Zurzeit befinde ich mich in einer offenen Beziehung und habe dementsprechend ab und zu ein Date. In meinem Onlineprofil steht geschrieben, dass ich trans bin und ich checke beim Schreiben ab, ob derjenige es wirklich gelesen und verstanden hat.

Es lässt sich nicht verheimlichen, wenn man jemandem näherkommt.

Seit der Mastektomie ist Schwimmengehen auch kein Problem mehr für mich, da ich auch so gut wie keine Narben habe, fällt es kaum auf. Vor kurzem habe ich erstmals die Männerdusche benutzt, das war schon ein bisschen anders. Ich hatte ein bisschen Bammel, dass jemand in der Dusche wegen meines Mädchengesichts irritiert sein könnte, aber bisher gab es dort noch keine Probleme.

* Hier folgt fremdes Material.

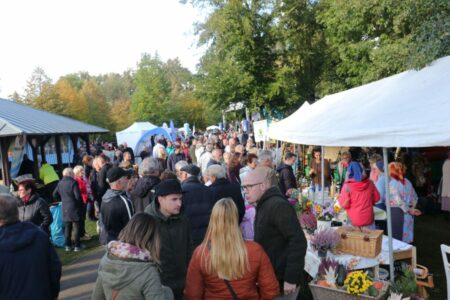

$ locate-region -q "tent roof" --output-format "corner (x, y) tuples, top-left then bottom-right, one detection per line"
(117, 122), (158, 134)
(0, 98), (108, 137)
(269, 56), (450, 147)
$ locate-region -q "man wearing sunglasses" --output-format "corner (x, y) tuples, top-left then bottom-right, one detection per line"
(242, 166), (307, 299)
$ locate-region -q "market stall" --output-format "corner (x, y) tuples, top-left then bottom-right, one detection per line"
(269, 57), (450, 299)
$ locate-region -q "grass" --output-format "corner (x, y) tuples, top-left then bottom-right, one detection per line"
(56, 220), (100, 265)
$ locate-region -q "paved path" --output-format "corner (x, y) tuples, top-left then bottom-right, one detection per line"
(59, 247), (105, 299)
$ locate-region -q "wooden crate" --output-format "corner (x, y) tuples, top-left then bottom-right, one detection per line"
(336, 227), (383, 258)
(309, 281), (389, 300)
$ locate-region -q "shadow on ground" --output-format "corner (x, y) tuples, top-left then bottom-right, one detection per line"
(58, 247), (105, 299)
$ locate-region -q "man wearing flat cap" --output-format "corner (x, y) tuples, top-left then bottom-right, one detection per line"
(100, 167), (134, 244)
(180, 165), (214, 247)
(145, 179), (192, 300)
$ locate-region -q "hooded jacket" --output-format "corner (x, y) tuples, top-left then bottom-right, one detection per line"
(53, 176), (83, 222)
(277, 163), (297, 196)
(0, 222), (61, 300)
(17, 193), (53, 235)
(100, 189), (134, 244)
(209, 178), (245, 224)
(131, 176), (161, 213)
(339, 177), (380, 226)
(181, 176), (214, 246)
(255, 186), (307, 288)
(145, 199), (192, 294)
(92, 242), (173, 300)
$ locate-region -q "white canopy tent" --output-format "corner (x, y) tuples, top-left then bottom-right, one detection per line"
(269, 56), (450, 147)
(269, 56), (450, 281)
(116, 122), (158, 151)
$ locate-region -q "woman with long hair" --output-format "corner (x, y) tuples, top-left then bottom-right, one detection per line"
(184, 198), (279, 300)
(389, 162), (420, 243)
(92, 213), (173, 300)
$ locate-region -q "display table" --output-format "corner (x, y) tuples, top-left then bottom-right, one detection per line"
(305, 236), (416, 278)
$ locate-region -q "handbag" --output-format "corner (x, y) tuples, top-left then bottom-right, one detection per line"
(223, 279), (239, 300)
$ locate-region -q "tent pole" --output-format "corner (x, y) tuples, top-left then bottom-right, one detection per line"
(320, 146), (325, 205)
(383, 148), (395, 283)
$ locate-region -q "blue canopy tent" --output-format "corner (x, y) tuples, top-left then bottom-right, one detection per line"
(135, 127), (173, 155)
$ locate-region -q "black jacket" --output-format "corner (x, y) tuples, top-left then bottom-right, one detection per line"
(145, 199), (192, 294)
(181, 176), (214, 247)
(131, 176), (161, 213)
(17, 194), (53, 235)
(167, 152), (187, 172)
(100, 189), (134, 244)
(277, 163), (297, 197)
(94, 164), (112, 207)
(209, 178), (245, 224)
(0, 222), (61, 300)
(53, 176), (83, 222)
(254, 187), (307, 287)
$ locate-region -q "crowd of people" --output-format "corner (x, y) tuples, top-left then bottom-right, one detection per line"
(0, 133), (307, 299)
(0, 128), (450, 299)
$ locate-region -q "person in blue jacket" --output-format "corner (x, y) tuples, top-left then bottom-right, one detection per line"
(0, 194), (61, 300)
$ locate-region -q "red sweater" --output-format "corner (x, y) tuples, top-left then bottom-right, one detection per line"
(184, 241), (279, 300)
(339, 177), (380, 226)
(75, 177), (88, 204)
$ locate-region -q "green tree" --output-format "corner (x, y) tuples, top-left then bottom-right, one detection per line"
(131, 54), (171, 125)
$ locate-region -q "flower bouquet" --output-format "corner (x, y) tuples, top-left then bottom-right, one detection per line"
(309, 268), (389, 300)
(299, 212), (317, 235)
(310, 228), (341, 257)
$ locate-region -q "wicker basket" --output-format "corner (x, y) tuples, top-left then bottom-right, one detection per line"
(309, 281), (389, 300)
(336, 227), (383, 258)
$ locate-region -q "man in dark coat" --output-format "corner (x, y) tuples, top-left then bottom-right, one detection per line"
(206, 165), (245, 223)
(167, 143), (186, 172)
(178, 165), (214, 247)
(100, 167), (134, 244)
(53, 168), (84, 252)
(131, 157), (161, 213)
(0, 194), (61, 300)
(242, 167), (307, 299)
(145, 179), (192, 300)
(277, 152), (297, 197)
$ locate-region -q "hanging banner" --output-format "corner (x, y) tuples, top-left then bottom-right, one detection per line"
(253, 120), (269, 142)
(9, 135), (27, 178)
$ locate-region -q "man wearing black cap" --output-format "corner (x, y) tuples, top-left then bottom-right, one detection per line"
(145, 179), (192, 299)
(100, 167), (134, 244)
(179, 165), (214, 247)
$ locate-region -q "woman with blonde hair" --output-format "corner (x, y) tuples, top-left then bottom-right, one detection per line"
(184, 198), (279, 300)
(92, 213), (173, 300)
(386, 162), (421, 243)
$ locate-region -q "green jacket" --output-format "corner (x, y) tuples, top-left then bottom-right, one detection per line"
(39, 164), (59, 185)
(92, 253), (173, 300)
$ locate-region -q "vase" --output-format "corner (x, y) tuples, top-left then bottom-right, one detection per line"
(317, 249), (327, 258)
(317, 220), (331, 231)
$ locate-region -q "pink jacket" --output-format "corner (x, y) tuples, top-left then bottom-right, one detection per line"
(339, 177), (380, 226)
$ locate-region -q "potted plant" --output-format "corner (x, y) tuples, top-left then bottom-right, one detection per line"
(310, 228), (341, 257)
(313, 203), (340, 230)
(299, 212), (317, 235)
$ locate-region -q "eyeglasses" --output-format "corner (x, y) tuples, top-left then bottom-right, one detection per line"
(241, 182), (262, 191)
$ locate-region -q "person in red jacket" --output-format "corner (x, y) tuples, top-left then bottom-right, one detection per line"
(339, 161), (380, 226)
(184, 198), (279, 300)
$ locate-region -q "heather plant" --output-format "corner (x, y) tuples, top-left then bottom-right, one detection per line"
(311, 228), (341, 251)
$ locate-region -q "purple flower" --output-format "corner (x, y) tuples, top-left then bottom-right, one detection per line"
(311, 228), (341, 250)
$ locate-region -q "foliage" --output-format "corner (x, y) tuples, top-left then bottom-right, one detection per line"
(311, 228), (341, 251)
(395, 268), (417, 296)
(296, 211), (317, 234)
(344, 271), (372, 294)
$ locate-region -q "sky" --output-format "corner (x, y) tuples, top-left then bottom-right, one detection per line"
(0, 0), (203, 98)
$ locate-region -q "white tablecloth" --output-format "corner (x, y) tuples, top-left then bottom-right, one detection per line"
(305, 236), (412, 278)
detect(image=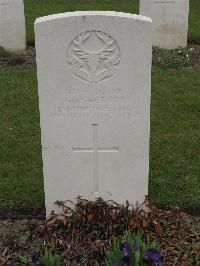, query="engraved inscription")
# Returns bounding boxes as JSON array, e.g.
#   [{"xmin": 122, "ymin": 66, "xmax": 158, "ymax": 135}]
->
[
  {"xmin": 49, "ymin": 88, "xmax": 144, "ymax": 119},
  {"xmin": 67, "ymin": 30, "xmax": 120, "ymax": 83},
  {"xmin": 72, "ymin": 124, "xmax": 119, "ymax": 194}
]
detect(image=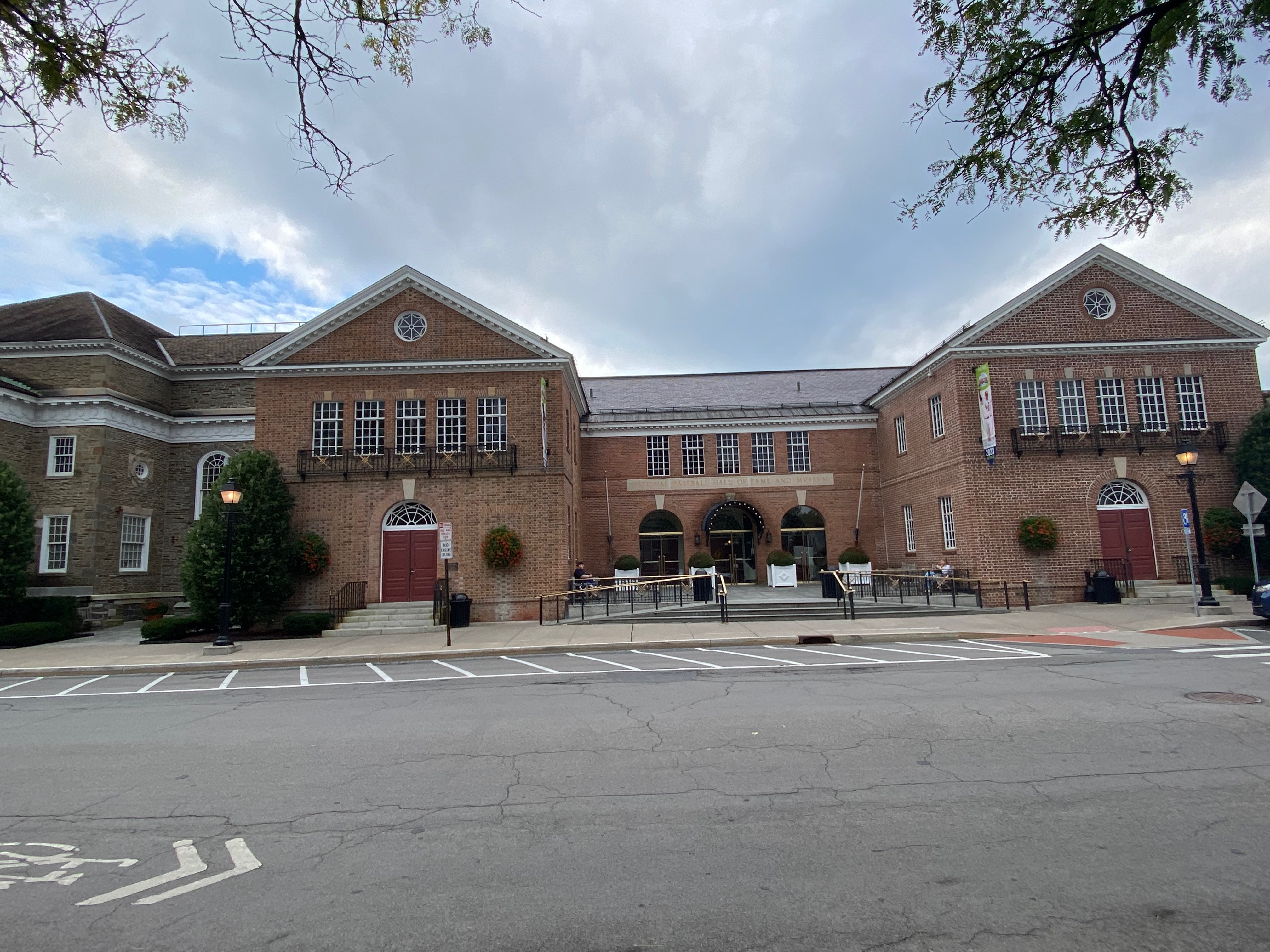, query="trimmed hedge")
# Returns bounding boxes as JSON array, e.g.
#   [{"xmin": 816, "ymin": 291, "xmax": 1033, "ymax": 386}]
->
[
  {"xmin": 282, "ymin": 612, "xmax": 330, "ymax": 637},
  {"xmin": 0, "ymin": 622, "xmax": 75, "ymax": 647}
]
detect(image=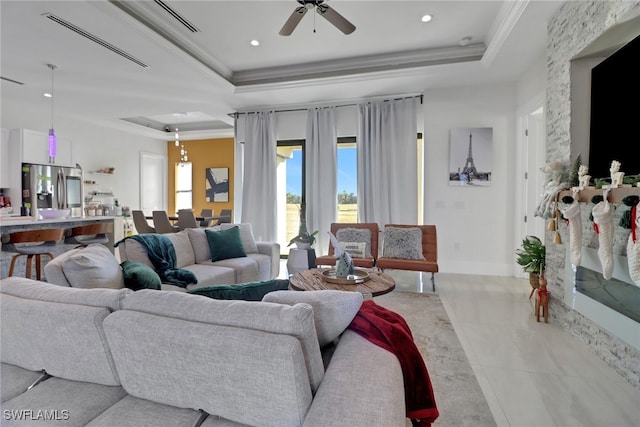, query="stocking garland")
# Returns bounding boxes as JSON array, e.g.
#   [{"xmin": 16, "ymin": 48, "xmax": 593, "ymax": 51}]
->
[
  {"xmin": 562, "ymin": 191, "xmax": 582, "ymax": 266},
  {"xmin": 620, "ymin": 196, "xmax": 640, "ymax": 286},
  {"xmin": 592, "ymin": 189, "xmax": 613, "ymax": 280}
]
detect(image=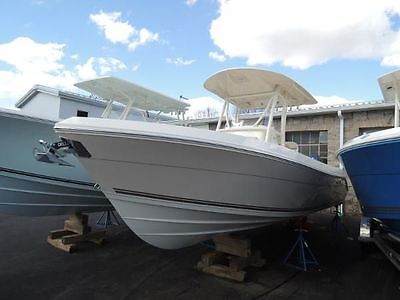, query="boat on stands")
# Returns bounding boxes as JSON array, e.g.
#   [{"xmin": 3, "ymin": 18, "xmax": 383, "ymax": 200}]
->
[
  {"xmin": 0, "ymin": 108, "xmax": 113, "ymax": 216},
  {"xmin": 55, "ymin": 68, "xmax": 347, "ymax": 249},
  {"xmin": 338, "ymin": 70, "xmax": 400, "ymax": 234}
]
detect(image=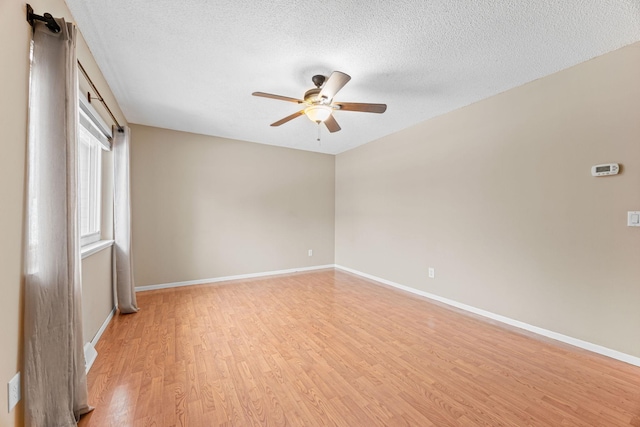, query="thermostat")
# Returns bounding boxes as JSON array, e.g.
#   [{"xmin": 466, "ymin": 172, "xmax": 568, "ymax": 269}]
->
[{"xmin": 591, "ymin": 163, "xmax": 620, "ymax": 176}]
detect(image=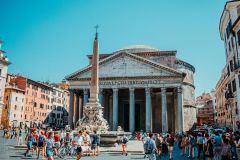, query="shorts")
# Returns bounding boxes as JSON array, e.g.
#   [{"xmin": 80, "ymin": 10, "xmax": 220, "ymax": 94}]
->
[
  {"xmin": 38, "ymin": 142, "xmax": 43, "ymax": 147},
  {"xmin": 77, "ymin": 146, "xmax": 82, "ymax": 155},
  {"xmin": 54, "ymin": 141, "xmax": 61, "ymax": 149},
  {"xmin": 32, "ymin": 142, "xmax": 37, "ymax": 146},
  {"xmin": 27, "ymin": 141, "xmax": 32, "ymax": 149},
  {"xmin": 46, "ymin": 148, "xmax": 53, "ymax": 158},
  {"xmin": 91, "ymin": 144, "xmax": 97, "ymax": 150}
]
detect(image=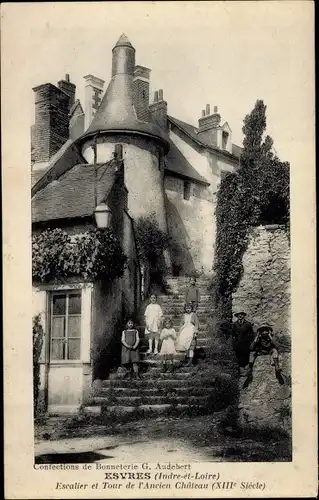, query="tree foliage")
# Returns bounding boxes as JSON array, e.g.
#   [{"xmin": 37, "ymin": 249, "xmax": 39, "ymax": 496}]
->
[
  {"xmin": 32, "ymin": 229, "xmax": 126, "ymax": 282},
  {"xmin": 136, "ymin": 213, "xmax": 170, "ymax": 265},
  {"xmin": 32, "ymin": 314, "xmax": 44, "ymax": 415},
  {"xmin": 135, "ymin": 213, "xmax": 171, "ymax": 287},
  {"xmin": 214, "ymin": 100, "xmax": 289, "ymax": 317}
]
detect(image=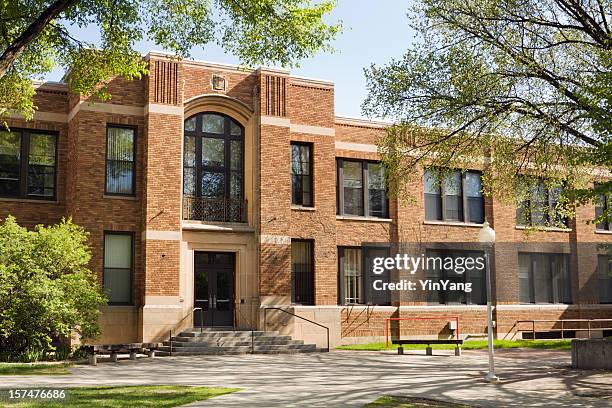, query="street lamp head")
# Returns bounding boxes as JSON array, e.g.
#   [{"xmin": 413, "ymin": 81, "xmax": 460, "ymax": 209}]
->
[{"xmin": 478, "ymin": 221, "xmax": 495, "ymax": 245}]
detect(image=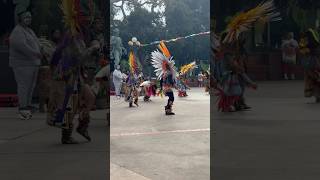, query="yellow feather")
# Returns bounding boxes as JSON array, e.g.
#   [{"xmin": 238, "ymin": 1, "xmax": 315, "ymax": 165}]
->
[
  {"xmin": 158, "ymin": 41, "xmax": 171, "ymax": 58},
  {"xmin": 60, "ymin": 0, "xmax": 80, "ymax": 35},
  {"xmin": 223, "ymin": 0, "xmax": 280, "ymax": 43}
]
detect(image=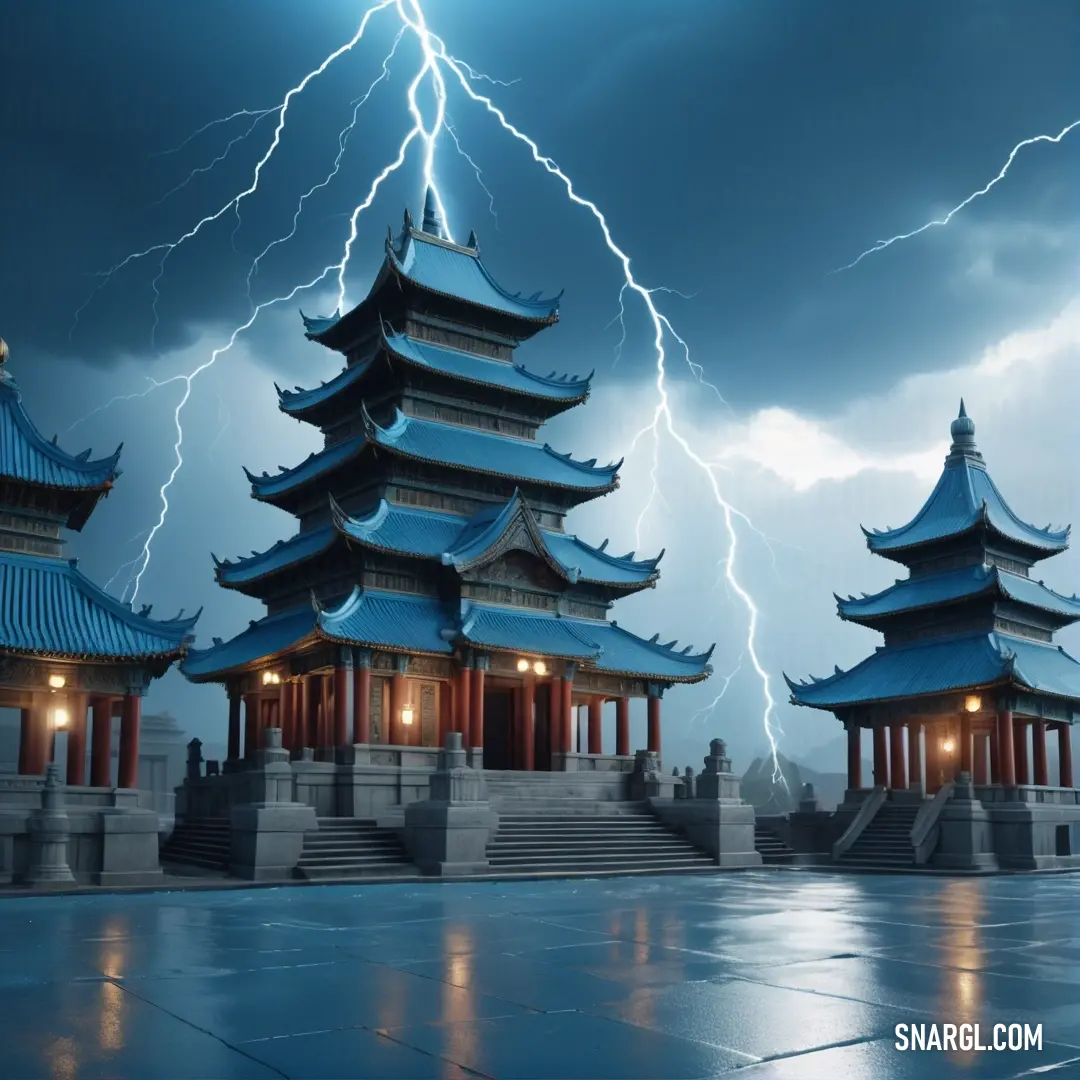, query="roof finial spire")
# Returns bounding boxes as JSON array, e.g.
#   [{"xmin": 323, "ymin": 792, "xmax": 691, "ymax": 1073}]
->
[
  {"xmin": 949, "ymin": 397, "xmax": 980, "ymax": 457},
  {"xmin": 423, "ymin": 184, "xmax": 443, "ymax": 238}
]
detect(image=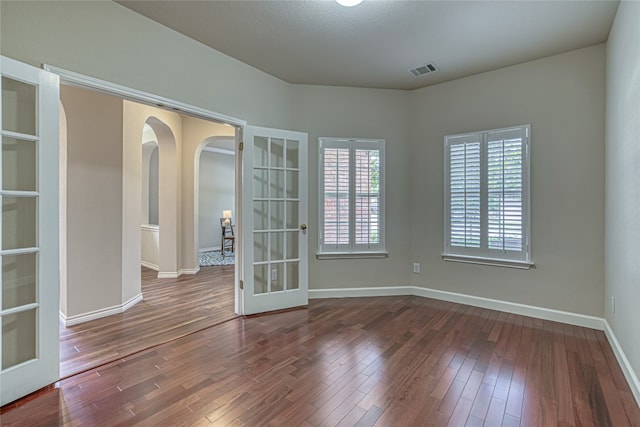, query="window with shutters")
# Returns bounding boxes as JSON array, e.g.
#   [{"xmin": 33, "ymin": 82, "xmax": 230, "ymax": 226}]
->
[
  {"xmin": 443, "ymin": 125, "xmax": 531, "ymax": 268},
  {"xmin": 319, "ymin": 138, "xmax": 384, "ymax": 255}
]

Als ich aber letztens unterwegs war und beim Eingang an der Security vorbeimusste, die Leute geschlechtergetrennt abtasteten, hatte ich das Gefühl, dass der Security-Mann mich ein bisschen irritiert anschaute. Ich habe dann extra schnell etwas zu meinem Kumpel gesagt, damit meine tiefe Stimme mich eindeutig als Mann identifiziert.

Die eine rosige Zukunftsvision habe ich nicht, ich würde gerne verschiedene Dinge ausprobieren. Vielleicht mal in einer sehr großen WG Leben oder gar selber eine gründen, vielleicht arbeitstechnisch doch in den sozialen Bereich gehen und selber Jugendlichen helfen, die von Zuhause verstoßen wurden, vielleicht auch einfach nur einen Job haben, bei dem ich mich nicht zu Tode langweile.

Auf jeden Fall bin ich jetzt zufriedener mit meinem Leben als vorher. Es könnte besser sein, aber das wird es mit der Zeit eh. Einfach nicht aufgeben!